- Theatrical release poster
- Directed by: Christopher Miles
- Written by: Robert Enders; Christopher Miles;
- Based on: The Maids (play) by Jean Genet
- Produced by: Robert Enders; Ely Landau;
- Starring: Glenda Jackson; Susannah York; Vivien Merchant;
- Cinematography: Douglas Slocombe
- Edited by: Peter Tanner
- Music by: Laurie Johnson
- Distributed by: American Film Theatre
- Release date: 21 April 1975 (U.S.);
- Running time: 95 minutes
- Country: United Kingdom
- Language: English

= The Maids (film) =

1975 British film directed by Christopher Miles

The Maids (Les Bonnes) is a 1975 British film that was directed by Christopher Miles. It is based on the play of the same title by the French dramatist Jean Genet. The film stars Glenda Jackson as Solange, Susannah York as Claire, Vivien Merchant as Madame, and Mark Burns as Monsieur. The film was produced by Ely Landau for the American Film Theatre, which presented thirteen film adaptations of plays in the United States from 1973 to 1975.

==Plot==
Solange and Claire are two housemaids who construct elaborate sadomasochistic rituals when their mistress (Madame) is away. The focus of their role-playing is the murder of Madame, and they take turns portraying either side of the power divide. The deliberate pace and devotion to detail guarantees that they always fail to actualize their fantasies by ceremoniously "killing" Madame at the ritual's denouement.

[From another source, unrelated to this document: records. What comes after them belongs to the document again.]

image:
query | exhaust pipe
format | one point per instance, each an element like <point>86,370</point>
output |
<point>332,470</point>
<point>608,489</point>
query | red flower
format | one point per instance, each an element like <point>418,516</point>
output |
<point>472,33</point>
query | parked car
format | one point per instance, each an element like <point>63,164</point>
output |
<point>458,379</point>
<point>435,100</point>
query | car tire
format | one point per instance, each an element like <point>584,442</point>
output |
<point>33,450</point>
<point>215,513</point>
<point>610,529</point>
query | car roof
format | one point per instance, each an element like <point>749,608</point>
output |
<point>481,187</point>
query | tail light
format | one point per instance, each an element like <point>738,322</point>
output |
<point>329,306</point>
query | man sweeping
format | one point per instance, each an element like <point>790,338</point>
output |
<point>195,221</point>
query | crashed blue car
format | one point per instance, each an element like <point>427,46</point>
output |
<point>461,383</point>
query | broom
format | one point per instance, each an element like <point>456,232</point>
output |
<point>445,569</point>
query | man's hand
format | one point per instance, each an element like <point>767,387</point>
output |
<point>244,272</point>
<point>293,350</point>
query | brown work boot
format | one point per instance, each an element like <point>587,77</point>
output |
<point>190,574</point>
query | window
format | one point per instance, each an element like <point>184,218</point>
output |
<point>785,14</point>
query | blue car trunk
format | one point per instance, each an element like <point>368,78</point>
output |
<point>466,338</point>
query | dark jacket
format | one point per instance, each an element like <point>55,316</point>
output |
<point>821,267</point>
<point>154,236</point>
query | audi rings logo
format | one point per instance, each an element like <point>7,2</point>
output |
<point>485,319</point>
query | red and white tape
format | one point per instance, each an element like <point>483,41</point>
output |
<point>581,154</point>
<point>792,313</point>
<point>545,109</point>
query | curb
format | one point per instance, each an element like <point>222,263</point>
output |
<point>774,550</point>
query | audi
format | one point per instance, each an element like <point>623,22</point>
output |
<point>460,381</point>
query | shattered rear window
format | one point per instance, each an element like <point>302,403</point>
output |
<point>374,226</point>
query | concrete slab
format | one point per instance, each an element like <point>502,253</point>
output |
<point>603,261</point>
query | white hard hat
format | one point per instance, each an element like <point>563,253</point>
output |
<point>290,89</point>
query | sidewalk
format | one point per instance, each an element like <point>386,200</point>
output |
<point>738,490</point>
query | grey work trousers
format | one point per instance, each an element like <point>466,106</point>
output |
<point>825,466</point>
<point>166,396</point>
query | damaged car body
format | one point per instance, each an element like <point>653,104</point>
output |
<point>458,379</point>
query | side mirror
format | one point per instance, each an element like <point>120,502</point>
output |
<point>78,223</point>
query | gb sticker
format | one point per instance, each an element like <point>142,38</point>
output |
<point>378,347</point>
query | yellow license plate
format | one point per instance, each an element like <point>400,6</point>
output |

The plot of the film was popularly believed to have been inspired by the murders committed in 1933 by Christine and Léa Papin, although this was denied by Genet. (Note: The story of the Papin sisters was filmed in 1995 as Sister My Sister, starring British actresses Joely Richardson, Jodhi May, and Julie Walters. The film was directed by Nancy Meckler and written by Wendy Kesselman. The case was also the subject of Murderous Maids (Les Blessures Assassines), a French film starring Sylvie Testud and Julie-Marie Parmentier and directed by Jean-Pierre Denis, released in 2000.)

==Production==
Before it was filmed for the American Film Theatre, it ran as a stage play at the Greenwich Theatre, London, with the same principal cast later used for the film version. The director, Christopher Miles, planned the 12-day shoot with a single camera which could track anywhere over the set with the cinematographer Douglas Slocombe and deliberately implemented many of Genet's theatrical devices for the film. The camera was often static, the settings lush and extravagant.

==Release==
The film was shown at the 1975 Cannes Film Festival, but was not entered into the main competition.